What they do in their day to day life, what kind of life they have, how they interact with people. And this is where it probably starts becoming different for everyone.
Try this out as a little exercise. See who this little person turns out to be. Perhaps it’s a public figure you admire or someone you know or your future self.
Better yet, make it your future self.
Where does he/she live? What kind of house do they live in? What does their day look like? How do their relationships look? What do they feel? What do they think? What are they striving towards? What do they plan for? What do their seasons and holidays look like? What do they do in their spare time?
Now that you’ve come up with your little person, feel free to ask yourself more questions and add more details. Bonus points if you don’t just think about this and write it down.

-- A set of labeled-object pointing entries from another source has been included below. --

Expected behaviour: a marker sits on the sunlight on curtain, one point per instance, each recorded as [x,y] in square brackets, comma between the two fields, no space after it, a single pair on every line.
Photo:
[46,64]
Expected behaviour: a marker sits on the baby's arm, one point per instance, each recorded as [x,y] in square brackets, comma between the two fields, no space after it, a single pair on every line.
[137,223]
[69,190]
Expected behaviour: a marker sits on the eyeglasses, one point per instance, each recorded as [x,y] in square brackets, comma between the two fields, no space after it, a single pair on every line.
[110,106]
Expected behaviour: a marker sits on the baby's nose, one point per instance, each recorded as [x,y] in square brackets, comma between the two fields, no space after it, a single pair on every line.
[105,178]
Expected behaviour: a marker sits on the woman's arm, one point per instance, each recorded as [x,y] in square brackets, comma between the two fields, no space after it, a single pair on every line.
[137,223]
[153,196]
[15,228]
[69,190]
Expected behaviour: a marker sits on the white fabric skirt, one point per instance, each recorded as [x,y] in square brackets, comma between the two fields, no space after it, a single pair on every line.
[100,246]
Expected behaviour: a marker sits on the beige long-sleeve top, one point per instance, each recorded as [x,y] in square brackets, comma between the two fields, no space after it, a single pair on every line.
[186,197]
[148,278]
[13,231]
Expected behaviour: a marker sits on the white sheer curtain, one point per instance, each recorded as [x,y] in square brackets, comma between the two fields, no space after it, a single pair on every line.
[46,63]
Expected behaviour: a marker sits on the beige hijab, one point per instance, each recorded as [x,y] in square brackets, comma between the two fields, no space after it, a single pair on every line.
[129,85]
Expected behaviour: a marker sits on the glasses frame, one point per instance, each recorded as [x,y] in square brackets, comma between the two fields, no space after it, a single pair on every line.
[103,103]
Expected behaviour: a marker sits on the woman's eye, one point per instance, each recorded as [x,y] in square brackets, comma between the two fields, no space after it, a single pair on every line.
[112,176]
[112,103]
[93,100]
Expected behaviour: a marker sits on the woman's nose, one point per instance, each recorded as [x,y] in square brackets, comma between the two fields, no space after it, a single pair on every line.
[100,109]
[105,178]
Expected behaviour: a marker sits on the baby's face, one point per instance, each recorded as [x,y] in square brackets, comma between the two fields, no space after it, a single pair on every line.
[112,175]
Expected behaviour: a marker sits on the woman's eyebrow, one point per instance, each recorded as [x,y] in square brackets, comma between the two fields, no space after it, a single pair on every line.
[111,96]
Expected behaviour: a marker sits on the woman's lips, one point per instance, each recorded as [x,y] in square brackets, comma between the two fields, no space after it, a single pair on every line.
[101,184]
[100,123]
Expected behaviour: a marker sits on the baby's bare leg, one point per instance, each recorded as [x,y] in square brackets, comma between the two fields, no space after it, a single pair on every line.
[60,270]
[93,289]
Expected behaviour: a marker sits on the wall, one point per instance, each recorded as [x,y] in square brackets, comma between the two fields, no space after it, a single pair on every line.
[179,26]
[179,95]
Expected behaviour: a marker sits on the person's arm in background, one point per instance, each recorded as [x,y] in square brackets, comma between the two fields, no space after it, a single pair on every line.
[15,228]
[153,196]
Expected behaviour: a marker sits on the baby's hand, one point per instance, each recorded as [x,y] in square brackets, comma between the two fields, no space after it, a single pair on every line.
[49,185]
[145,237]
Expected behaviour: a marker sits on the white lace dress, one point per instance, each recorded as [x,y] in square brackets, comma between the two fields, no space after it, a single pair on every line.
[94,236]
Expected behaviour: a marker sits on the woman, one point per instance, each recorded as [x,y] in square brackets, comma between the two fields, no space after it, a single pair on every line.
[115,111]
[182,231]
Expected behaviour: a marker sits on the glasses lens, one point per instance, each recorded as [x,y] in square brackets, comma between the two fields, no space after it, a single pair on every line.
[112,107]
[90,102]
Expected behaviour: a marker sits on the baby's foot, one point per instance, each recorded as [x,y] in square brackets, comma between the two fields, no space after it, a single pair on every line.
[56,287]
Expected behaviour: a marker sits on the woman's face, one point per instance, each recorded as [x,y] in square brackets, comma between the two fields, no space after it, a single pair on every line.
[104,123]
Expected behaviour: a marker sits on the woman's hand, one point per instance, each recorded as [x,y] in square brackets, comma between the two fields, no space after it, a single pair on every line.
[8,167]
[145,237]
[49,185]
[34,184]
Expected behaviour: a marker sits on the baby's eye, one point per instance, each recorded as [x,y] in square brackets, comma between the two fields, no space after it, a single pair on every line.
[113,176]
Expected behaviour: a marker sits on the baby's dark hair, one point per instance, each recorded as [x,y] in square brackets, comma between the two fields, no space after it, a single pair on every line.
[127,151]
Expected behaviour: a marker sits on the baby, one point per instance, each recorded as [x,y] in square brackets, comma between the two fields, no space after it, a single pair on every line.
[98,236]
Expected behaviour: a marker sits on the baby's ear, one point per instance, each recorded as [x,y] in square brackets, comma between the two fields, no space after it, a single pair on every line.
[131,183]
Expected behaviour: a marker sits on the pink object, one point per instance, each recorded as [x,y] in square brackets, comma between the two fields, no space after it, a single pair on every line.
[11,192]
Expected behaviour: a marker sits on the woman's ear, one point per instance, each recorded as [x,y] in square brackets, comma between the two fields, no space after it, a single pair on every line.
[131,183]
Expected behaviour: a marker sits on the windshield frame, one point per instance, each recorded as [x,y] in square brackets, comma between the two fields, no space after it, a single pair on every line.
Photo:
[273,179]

If you decided to make it your future self, how far away into the future do you think it is until this little person is you? For me, when I picture my little person, it’s about 5 years from now.
Try to continue on or even go back. How is this person, this future ideal you, six months from now? One year from now? Three years? Five years? Ten years? Twenty?
Success is a Journey
Let’s look at the viewpoint that success is a journey. I agree with this term. To a degree. Here’s an example. Let’s say…
If I started making $1000 from my blog, omg I would be so happy. I’m reaching a goal and making money from my passion and something that I learn a lot and work hard for. But, if 3 years down the road, I’m still making $1000 a month, I wouldn’t be so happy with that.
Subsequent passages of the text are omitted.